Granting a CATO licence will also have an impact on an incumbent TO’s transmission licence (given its prescribed “Transmission Area”), meaning that licence modifications are likely also to be needed for incumbent TOs. There will also be impacts for the industry codes, compliance with the Electricity Act 1989 as well as uncertainty as to what the regulatory impact will be in terms of level-playing field and unbundling requirements.
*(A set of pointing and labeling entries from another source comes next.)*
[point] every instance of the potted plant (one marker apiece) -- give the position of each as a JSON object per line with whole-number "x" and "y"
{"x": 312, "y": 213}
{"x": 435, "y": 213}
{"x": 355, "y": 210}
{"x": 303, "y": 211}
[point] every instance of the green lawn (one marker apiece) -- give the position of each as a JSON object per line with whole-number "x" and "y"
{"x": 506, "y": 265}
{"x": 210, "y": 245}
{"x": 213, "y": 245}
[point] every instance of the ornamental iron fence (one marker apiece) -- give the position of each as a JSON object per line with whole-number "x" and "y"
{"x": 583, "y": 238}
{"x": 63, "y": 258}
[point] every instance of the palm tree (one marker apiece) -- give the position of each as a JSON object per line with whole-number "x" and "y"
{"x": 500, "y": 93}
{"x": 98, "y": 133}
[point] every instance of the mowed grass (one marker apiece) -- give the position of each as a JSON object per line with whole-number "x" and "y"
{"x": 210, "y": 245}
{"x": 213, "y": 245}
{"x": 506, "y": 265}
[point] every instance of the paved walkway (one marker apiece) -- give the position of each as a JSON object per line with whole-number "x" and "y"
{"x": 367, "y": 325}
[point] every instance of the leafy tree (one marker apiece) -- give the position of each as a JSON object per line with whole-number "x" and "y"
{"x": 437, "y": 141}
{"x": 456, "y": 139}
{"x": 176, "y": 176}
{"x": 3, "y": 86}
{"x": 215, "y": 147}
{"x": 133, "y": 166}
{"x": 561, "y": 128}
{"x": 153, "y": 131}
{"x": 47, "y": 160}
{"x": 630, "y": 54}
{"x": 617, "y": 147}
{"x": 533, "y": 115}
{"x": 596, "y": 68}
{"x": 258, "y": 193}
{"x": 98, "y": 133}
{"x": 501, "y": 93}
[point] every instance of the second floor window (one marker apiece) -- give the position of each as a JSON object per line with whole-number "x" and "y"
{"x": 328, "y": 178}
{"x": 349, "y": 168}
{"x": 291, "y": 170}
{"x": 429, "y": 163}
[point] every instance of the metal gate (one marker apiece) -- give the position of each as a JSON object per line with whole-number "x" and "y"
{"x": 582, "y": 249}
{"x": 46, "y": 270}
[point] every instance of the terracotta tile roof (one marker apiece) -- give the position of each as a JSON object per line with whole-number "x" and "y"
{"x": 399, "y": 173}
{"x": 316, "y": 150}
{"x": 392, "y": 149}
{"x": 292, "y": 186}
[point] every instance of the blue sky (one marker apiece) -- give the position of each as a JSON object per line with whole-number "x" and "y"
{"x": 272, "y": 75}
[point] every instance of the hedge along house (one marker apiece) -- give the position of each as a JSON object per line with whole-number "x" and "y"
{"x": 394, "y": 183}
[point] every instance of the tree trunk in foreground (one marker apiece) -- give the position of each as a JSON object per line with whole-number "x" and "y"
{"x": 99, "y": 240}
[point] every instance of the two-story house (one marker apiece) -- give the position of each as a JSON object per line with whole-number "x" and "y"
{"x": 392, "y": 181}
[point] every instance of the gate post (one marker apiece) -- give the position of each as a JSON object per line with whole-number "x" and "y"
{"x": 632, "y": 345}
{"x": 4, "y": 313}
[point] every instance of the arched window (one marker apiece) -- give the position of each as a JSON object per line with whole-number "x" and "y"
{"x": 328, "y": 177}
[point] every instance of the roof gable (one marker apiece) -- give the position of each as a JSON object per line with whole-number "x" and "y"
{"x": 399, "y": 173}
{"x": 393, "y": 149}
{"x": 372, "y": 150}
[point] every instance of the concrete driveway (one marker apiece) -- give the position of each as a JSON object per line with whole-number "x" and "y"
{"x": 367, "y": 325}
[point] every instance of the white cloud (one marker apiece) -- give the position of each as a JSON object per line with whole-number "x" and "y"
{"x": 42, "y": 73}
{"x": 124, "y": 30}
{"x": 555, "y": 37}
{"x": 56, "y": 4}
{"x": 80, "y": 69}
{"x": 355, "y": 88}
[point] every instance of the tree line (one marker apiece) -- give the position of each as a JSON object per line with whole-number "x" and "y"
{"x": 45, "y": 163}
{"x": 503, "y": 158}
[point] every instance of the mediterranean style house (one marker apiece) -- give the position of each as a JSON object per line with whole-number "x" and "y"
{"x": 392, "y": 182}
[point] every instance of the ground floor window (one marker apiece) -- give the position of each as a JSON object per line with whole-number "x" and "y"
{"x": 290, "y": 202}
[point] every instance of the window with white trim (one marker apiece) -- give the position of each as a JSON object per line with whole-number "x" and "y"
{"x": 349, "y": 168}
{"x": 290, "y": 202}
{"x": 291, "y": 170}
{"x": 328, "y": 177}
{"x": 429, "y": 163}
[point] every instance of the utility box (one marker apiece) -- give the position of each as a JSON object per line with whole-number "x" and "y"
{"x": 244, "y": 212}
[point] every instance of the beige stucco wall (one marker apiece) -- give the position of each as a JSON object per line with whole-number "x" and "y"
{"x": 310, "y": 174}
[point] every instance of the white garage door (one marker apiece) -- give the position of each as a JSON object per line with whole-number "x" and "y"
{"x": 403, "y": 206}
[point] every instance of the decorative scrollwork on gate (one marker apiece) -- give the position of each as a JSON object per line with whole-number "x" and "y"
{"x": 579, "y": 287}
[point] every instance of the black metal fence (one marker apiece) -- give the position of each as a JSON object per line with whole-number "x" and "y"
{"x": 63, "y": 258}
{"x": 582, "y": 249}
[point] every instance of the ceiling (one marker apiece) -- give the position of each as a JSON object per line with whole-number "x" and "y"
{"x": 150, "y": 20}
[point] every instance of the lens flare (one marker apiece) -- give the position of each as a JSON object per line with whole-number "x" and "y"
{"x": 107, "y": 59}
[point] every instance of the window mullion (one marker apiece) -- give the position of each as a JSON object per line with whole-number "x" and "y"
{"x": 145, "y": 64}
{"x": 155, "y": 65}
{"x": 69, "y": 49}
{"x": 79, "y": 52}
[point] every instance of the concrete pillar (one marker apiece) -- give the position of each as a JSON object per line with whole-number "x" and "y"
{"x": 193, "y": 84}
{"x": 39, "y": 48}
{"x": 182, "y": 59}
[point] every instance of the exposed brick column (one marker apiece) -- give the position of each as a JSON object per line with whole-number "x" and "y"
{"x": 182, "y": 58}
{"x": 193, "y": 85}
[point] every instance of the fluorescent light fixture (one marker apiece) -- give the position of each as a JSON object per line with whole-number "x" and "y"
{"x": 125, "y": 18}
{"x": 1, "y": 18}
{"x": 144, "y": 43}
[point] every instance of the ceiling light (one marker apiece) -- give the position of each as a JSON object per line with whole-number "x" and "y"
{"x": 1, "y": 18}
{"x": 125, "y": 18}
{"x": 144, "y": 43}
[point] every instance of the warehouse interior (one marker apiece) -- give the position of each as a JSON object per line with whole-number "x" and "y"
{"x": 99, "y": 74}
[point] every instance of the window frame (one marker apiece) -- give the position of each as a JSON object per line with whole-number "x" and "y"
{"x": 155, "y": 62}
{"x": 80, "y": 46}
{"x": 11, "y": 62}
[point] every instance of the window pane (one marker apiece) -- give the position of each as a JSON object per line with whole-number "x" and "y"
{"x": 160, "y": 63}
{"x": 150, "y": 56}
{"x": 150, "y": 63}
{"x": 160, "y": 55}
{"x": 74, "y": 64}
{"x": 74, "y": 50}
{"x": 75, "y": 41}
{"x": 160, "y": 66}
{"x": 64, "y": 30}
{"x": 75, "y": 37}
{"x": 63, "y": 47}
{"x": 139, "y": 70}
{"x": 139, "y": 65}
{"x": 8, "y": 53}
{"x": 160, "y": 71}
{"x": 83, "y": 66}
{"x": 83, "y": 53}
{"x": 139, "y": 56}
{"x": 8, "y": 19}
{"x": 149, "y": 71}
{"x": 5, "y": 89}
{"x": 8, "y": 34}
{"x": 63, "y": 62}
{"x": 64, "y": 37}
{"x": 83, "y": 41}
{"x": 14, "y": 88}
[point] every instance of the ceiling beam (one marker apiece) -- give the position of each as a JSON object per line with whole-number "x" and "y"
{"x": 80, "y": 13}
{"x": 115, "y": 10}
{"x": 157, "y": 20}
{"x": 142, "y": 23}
Interface with the network
Unlike the clear ownership boundary demarcations for OFTOs, Early Competition would involve a third party building and operating an onshore transmission project within and forming part of the existing onshore transmission system. This will therefore create a more extensive technical and operational interface between the CATOs’ and the incumbent TOs’ assets. The ECP envisages this will be governed by an interface agreement, which the ECP notes will look to deal with access rights as well as technical, design and operational criteria. However, the necessary scope of this agreement is still unclear and will likely be the subject of extensive and detailed debate around how the interface(s) could be managed and risks allocated.
This interface risk is likely to also attract additional costs for both the CATO’s and the incumbent TO. This will risk increasing the values bid by market participants and is a cost currently not catered for within incumbent TOs’ price control allowances.
For incumbent TOs, the ECP proposes that they should compete for Early Competition models in the same manner as market participants. This would mean that if an Early Competition project were to be awarded to an incumbent TO, it would not form part of the TO’s usual regulated asset value, nor be subject to their price control allowances and/or cost of equity.
Potential conflicts of interest would also need to be addressed by the incumbent TOs, for example, ringfencing bid teams from those supporting connection feasibility assessments or providing initial solutions for Network Options Appraisal. Ringfencing teams might on the face of it be a simple solution, but may be difficult to implement in reality.
In the ECP, the ESO has mapped out a detailed implementation plan and timeline. This timeline however is contingent upon an estimated view of when legislation might be enacted (by quarter 3 of 2022 for primary legislation) and the necessary activities by Ofgem (including impact assessment, consultation and development of the necessary regulatory principles to govern both network and non-network solutions). Assuming this timeline is maintained, the ECP indicates the earliest tender launch taking place during quarter 1 of 2024.
Ofgem intends to formally consult on Early Competition in July 2021, with a view to making a decision by early 2022. In the meantime, the ESO and Ofgem have agreed that there are various "low regret" activities the ESO can start work on now, including:
finalising the process for identifying possible projects for early competition;
exploring the potential for expanding pathfinders as a pre-legislative form of early competition;
scoping out potential industry code changes; and
developing a detailed programme plan with Ofgem.
Ofgem also considers there to be further low regrets work that the ESO could do in order to consider the applicability of the early competition model to electricity distribution. This is notwithstanding the ESO’s Thought Piece (also published at the end of April 2021) concluding that there is not a role for the ESO in early competition in the distribution sector.
With the extent and nature of the activities referred to in the ECP, quarter 1 of 2024 for the first tender launch is ambitious. As part of the journey to reaching that stage, there will be many interesting policy and regulatory issues to be resolved. It will also create an opportunity for market participants to engage in the onshore electricity transmission system, and potentially the distribution system, in a way that has never before been possible. However, in developing the Early Competition model, and making it a reality, it will be important to keep in mind the ultimate target of seeking to reduce net zero emissions of all greenhouse gases by 2050 in the UK and by 2045 in Scotland and the energy-related infrastructure that will need to be in place in time to facilitate this.